In drupal_lookup_path() - we fetch all the system paths which were on that page when we last cached them, and use cache_get_multiple() to fetch all the path aliases which match those. That means all paths which actually have aliases are dealt with in two database queries.

Anything not fetched from cache, goes through the normal drupal_lookup_path() query.

This works out as a query less per page per path alias which appears on that page. The only consequence of the system_path cache getting stale is that less paths will be fetched from cache - nothing will actually get broken.

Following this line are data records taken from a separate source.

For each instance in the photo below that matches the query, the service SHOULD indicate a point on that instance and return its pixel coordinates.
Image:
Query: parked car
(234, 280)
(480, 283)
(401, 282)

I'm thinking about caching which system paths are no-ops as well, but again not there yet, just posting what I have so far.

Support from Acquia helps fund testing for Drupal Acquia logo

Comments

catch’s picture

Priority: Normal » Critical
Status: Needs work » Needs review

Better version.

Handles cache clearing in path_set_alias() - all cache entries matching the system path for the alias are cleared, as are all per-page cache entries for system paths.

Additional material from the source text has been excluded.